In fact, this year, we didn’t even know anybody who got an award so that we could complain, with great accuracy and as many snide personal anecdotes as possible, about how that person hadn’t deserved the prize as much as one of us.

So, no phone call once again this year.  No getting called a “genius” by somebody who wasn’t being sarcastic.  No surefire mention in our eventual obituaries.

In the meantime, our recycling sits on the side street, waiting.  Maybe for Friday.  Anyway, that’s what they tell us.  But I don’t know.  I’m just not sure I can trust ever again.

(Copyright 2008 by Ruth Pennebaker)

5 comments… add one
  • There’s something to be said for living in the middle of nowhere in Tiny Town.  Trash pickup is on Wednesdays.  Usually late morning.  But if they swing by early, they thoughtfully stop their truck outside our house and honk, so we can run out tardily with the trash.  (The “sanitation workers” seem to enjoy watching us run.  They have huge grins on their faces as they watch us run.  Well, waddle.)
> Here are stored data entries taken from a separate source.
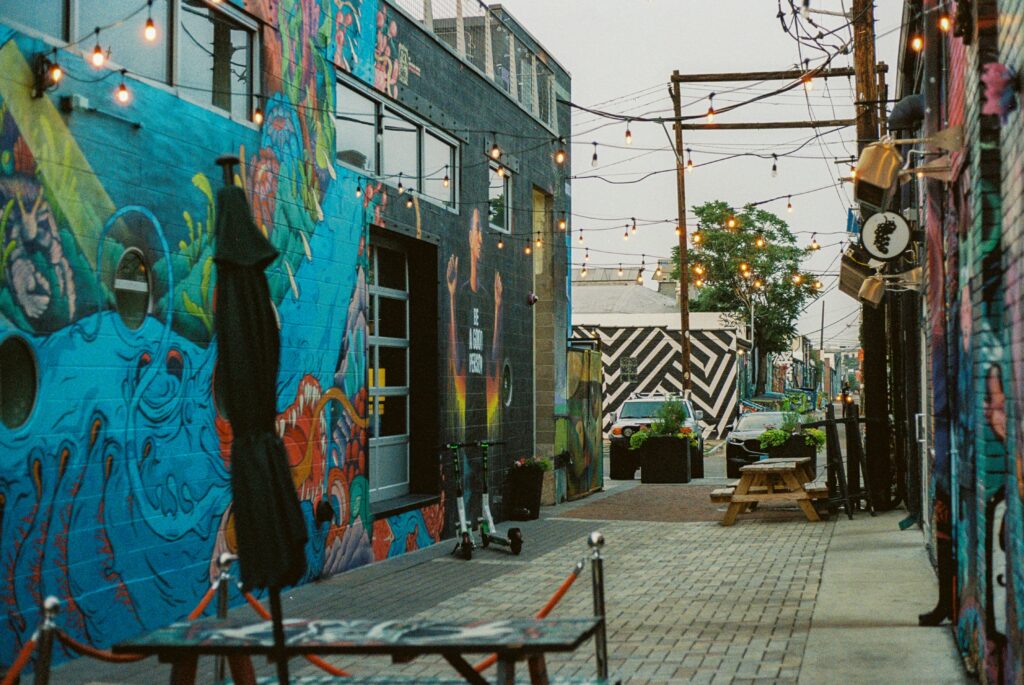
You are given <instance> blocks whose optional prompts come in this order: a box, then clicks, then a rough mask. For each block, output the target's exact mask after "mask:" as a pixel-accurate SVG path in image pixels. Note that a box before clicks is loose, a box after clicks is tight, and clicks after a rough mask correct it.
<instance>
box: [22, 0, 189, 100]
mask: <svg viewBox="0 0 1024 685" xmlns="http://www.w3.org/2000/svg"><path fill="white" fill-rule="evenodd" d="M27 4H28V3H27ZM139 4H141V3H139ZM129 11H130V10H129V9H128V8H127V7H126V5H125V4H124V3H120V2H111V1H110V0H78V12H77V14H78V29H76V30H75V31H74V32H72V33H73V35H74V36H76V37H82V36H88V34H89V33H90V32H91V31H93V30H95V28H96V27H106V26H111V25H116V24H117V23H118V22H121V20H122V19H124V18H125V16H126V15H127V14H128V13H129ZM152 11H153V22H154V24H155V25H156V27H157V38H156V40H154V41H153V42H150V41H147V40H145V39H144V38H143V36H142V31H143V29H144V28H145V19H146V18H147V17H148V13H147V10H142V11H140V12H138V13H137V14H135V15H134V16H132V17H131V18H129V19H127V20H125V22H124V24H121V25H120V26H111V28H110V29H104V30H103V31H102V32H101V33H100V34H99V43H100V45H101V46H102V47H103V49H106V48H110V49H111V59H112V60H113V61H115V62H117V63H119V65H121V66H122V67H124V68H125V69H127V70H128V71H129V72H132V73H135V74H140V75H142V76H145V77H147V78H151V79H154V80H157V81H163V82H165V83H166V82H168V81H170V79H169V78H168V77H169V69H168V68H169V65H170V58H171V55H170V42H169V41H168V40H167V28H168V27H169V26H170V10H169V7H168V2H167V0H154V2H153V5H152ZM94 44H95V38H94V37H90V38H87V39H86V40H85V41H83V42H82V45H81V46H80V48H81V49H84V50H86V51H91V50H92V46H93V45H94Z"/></svg>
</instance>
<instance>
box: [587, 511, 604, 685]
mask: <svg viewBox="0 0 1024 685" xmlns="http://www.w3.org/2000/svg"><path fill="white" fill-rule="evenodd" d="M587 544H588V545H589V546H590V549H591V556H590V576H591V582H592V584H593V586H594V615H596V616H598V617H600V619H601V624H600V626H598V627H597V631H596V632H595V633H594V649H595V651H596V655H597V677H598V678H601V679H602V680H606V679H607V678H608V642H607V627H606V620H607V619H606V617H605V616H606V612H605V609H604V559H603V558H602V557H601V548H602V547H604V536H603V534H602V533H600V532H598V531H596V530H595V531H594V532H592V533H590V538H588V539H587Z"/></svg>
    There is no recycling here, despite my efforts several years ago to get that going.  So out it all goes into the old-fashioned trash.  Deceased printers?  No problem.  Dead phones?  No problem.  If it doesn’t fit in the trash, you leave the debris laying on the ground in the general vicinity of the trash cans. 

    In a pinch, there is always good old-fashioned burning. 

    a Rhodes Scholarship reject

  • You always make me laugh so hard!  I never won a genius award, not even a Who’s Who or a “most likely to succeed.”  But I was class clown.  Does that count?

  • strange synchronicity. we’ve been having problems w/ our recycling, too. the day of pickup has been a closely guarded secret here. the alderman wouldn’t tell us, and streets and sanitation wouldn’t answer the phone. we were so excited yesterday when they finally came to get it and we could start filling it up again. we’d been putting our boxes and such in other people’s cans.

  • I find that putting out recycling is like hanging up laundry. These are healthy for the earth. But there are no secrets left for the neighbors. Unhealthy drinking habits? A splurge at Victoria’s Secret? Should be none of their beeswax. 

  • ruthpennebaker Link

    Our recycling is gone — finally.  I kept peeking out the window, knowing they’d leave it once again.  That would be embarrassing, even for people of very low standards, like my husband and me.  But now, we can hold up our heads.